SALENA ZITO: The voters revolt against our cultural curators, again.
Their detachment is not just geographical but cultural, and it is not limited to politics. For decades, the nation’s cultural curators have operated through corporations, national sports organizations, Hollywood, academia, the national news media. More and more, they have become detached from the people who buy, watch, or are educated by them. . . .
I have argued for years that the conservative-populist coalition was born in 2008 when John McCain became the Republican nominee. These voters either stayed home or voted against their interests for Barack Obama because of his candidacy’s historic and aspirational nature.
By 2009, their breakaway began, and the anti-establishment Tea Party movement was born. The 2010 midterm elections demonstrated the coalition’s strength, but it felt the same way toward Mitt Romney as it had for McCain — nice guy but didn’t inspire them. Obama became the first president ever reelected with fewer popular votes and a smaller percentage than his first election.
Instead of listening to the voters, Obama spent his second term going all-in with executive action. Democrats shed their blue-collar and rural voters that had been part of their coalition and went full elite progressive. The 2014 election was the result, an even worse bloodbath for Democrats than 2010.
Two things were missed in the coverage of 2016. First, Trump was never the cause of that election — he was the result of a coalition that had been building for a decade, made up of suburban-educated voters, blue-collar and rural voters, and a growing number of middle-class Hispanic voters. . . .

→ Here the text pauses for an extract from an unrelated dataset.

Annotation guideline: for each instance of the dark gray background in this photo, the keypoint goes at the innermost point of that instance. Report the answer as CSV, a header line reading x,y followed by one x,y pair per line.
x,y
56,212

Now, Biden and the Democrats have been caught once again failing to appreciate why they were sent to Washington, D.C. They underestimated just how toxic their intersection with the cultural curators would be for them — with those constantly telling voters they are insurrectionists and racists and lying about voting laws in Georgia and Texas and Pennsylvania or smearing them because they don’t want idiotic ideas driven into their children’s skulls. On Tuesday, those voters gave Democrats a piece of their mind, not just here in Pennsylvania but also in Virginia, New Jersey, and nationwide.
Will the curators continue to underestimate and insult the electorate? Look to 2022, an inside-out midterm election. It will not be about Trump — oh, how the Democrats misunderstood that on Tuesday. It will not be about spending more money and passing bills people never requested. It will be about their lives, their children, their communities, and their future.
The thing is, insulting the electorate is a vital part of the curators’ self-image. Like many with few positive achievements, they boost their self-esteem by finding others to look down on.
A friend messages: “Kinda hilarious. Voters objected to being demonized. The Dem/media reaction is a thoughtful handwringing demonization, a deep concern about doing a better job of demonizing.”